Notebook

Lab: Retraining a pre-trained model¶

We will retrain a pre-trained model to classify cats-and-dogs!

Runtime¶

~ 30 minutes

Note¶

Here we are dealing with real world images. Processing them will required a lot of compute power.
If you have access to, switch to GPU as run time!

References¶

In [ ]:

try:
  # %tensorflow_version only exists in Colab.
  %tensorflow_version 2.x
except Exception:
  pass

import tensorflow as tf
from tensorflow import keras
print ('tensorflow version :', tf.__version__)
tf.config.experimental.list_physical_devices()

In [ ]:

## Loading our custom utils files
import os
import sys
from pathlib import Path

# Hack to download image utils when running on Colab ..etc
import os
import urllib.request

file_url = 'https://raw.githubusercontent.com/elephantscale/es-public/master/deep-learning/transfer_learning_utils.py'
file_location = "transfer_learning_utils.py"
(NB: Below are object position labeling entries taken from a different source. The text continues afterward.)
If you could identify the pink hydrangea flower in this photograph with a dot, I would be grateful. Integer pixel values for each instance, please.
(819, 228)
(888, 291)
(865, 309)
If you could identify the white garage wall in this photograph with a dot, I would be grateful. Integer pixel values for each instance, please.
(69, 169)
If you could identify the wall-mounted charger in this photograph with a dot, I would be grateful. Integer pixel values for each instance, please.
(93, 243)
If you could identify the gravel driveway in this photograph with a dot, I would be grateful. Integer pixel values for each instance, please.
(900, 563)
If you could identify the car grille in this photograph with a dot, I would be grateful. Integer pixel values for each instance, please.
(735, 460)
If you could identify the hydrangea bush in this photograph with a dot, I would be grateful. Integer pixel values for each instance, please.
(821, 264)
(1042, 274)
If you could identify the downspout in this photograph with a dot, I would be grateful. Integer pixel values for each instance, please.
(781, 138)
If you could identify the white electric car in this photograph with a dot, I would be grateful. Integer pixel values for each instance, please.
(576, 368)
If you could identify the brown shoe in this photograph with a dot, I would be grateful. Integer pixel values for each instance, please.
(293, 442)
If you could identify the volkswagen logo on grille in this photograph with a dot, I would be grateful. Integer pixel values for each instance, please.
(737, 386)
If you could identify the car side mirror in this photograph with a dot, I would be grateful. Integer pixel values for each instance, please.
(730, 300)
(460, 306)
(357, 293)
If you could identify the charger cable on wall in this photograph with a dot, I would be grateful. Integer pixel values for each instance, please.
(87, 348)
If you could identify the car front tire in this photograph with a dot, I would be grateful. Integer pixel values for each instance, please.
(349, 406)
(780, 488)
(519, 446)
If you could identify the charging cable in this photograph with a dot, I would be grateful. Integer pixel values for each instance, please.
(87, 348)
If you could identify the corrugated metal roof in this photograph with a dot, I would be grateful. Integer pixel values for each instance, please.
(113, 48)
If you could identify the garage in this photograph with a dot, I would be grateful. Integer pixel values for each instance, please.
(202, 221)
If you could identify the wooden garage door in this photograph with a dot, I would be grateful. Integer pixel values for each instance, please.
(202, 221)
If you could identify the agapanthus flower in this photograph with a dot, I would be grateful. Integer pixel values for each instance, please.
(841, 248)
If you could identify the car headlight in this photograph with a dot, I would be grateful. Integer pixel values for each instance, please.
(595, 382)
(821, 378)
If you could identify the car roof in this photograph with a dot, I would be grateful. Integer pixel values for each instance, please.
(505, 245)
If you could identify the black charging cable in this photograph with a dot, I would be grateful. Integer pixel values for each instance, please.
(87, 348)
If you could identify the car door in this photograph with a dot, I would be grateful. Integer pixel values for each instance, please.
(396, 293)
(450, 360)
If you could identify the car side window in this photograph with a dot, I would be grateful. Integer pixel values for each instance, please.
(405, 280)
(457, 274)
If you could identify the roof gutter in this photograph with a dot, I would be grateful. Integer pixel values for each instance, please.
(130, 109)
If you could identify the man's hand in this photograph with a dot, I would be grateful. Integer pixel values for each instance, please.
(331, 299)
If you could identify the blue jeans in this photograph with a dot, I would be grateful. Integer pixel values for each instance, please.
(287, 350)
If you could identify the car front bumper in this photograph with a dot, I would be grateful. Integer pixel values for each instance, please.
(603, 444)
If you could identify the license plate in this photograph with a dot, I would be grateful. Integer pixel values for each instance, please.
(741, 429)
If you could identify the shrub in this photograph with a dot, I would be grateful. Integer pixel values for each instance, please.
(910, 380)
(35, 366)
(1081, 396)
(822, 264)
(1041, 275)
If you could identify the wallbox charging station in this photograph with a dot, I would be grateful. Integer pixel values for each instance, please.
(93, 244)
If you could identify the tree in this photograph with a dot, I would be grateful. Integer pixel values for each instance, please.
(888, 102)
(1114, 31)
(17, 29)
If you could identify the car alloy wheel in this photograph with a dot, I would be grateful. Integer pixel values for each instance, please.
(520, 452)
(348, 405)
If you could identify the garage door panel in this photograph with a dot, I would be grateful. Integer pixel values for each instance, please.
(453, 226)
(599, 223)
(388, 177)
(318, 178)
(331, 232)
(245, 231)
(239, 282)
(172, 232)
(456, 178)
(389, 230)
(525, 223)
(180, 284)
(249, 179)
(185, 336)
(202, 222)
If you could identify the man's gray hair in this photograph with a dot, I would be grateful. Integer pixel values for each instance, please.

if not os.path.exists (file_location):
    file_location = os.path.basename(file_location)
    if not os.path.exists(file_location):
        print("Downloading : ", file_url)
        urllib.request.urlretrieve(file_url, file_location)
# print('file_location:', file_location)

In [ ]:

## Loading our custom utils files
import os
import sys
from pathlib import Path

# Hack to download image utils when running on Colab ..etc
import os
import urllib.request

file_url = 'https://raw.githubusercontent.com/elephantscale/es-public/master/deep-learning/image_utils.py'
file_location = "image_utils.py"

if not os.path.exists (file_location):
    file_location = os.path.basename(file_location)
    if not os.path.exists(file_location):
        print("Downloading : ", file_url)
        urllib.request.urlretrieve(file_url, file_location)
# print('file_location:', file_location)

TF-GPU Config¶

The following cell sets TF properties to run on GPU

In [ ]:

## This block is to tweak TF running on GPU
## You may comment this out, if you are not using GPU

## ---- start Memory setting ----
## Ask TF not to allocate all GPU memory at once.. allocate as needed
## Without this the execution will fail with "failed to initialize algorithm" error

from tensorflow.compat.v1.keras.backend import set_session
config = tf.compat.v1.ConfigProto()
config.gpu_options.allow_growth = True  # dynamically grow the memory used on the GPU
config.log_device_placement = True  # to log device placement (on which device the operation ran)
sess = tf.compat.v1.Session(config=config)
set_session(sess)
## ---- end Memory setting ----

Step 1 - Download Data¶

We will use cat-dog-redux dataset

In [ ]:

## Common constants

IMG_WIDTH=160
IMG_HEIGHT=160
NUM_CLASSES=2
BATCH_SIZE=64
APP_NAME = 'retrain'
EPOCHS = 3

In [ ]:

import os

data_location = 'https://elephantscale-public.s3.amazonaws.com/data/images/cat-dog-redux.zip'

data_location_local = keras.utils.get_file(fname=os.path.basename(data_location),
                                           origin=data_location, extract=True)
print ('local download file: ', data_location_local)
data_dir = os.path.join(os.path.dirname(data_location_local), 'cat-dog-redux')
print ('local data dir: ', data_dir)
train_dir = os.path.join(data_dir, 'train')
validation_dir = os.path.join(data_dir, 'val')
print ('train dir:', train_dir)
print ('validation dir:', validation_dir)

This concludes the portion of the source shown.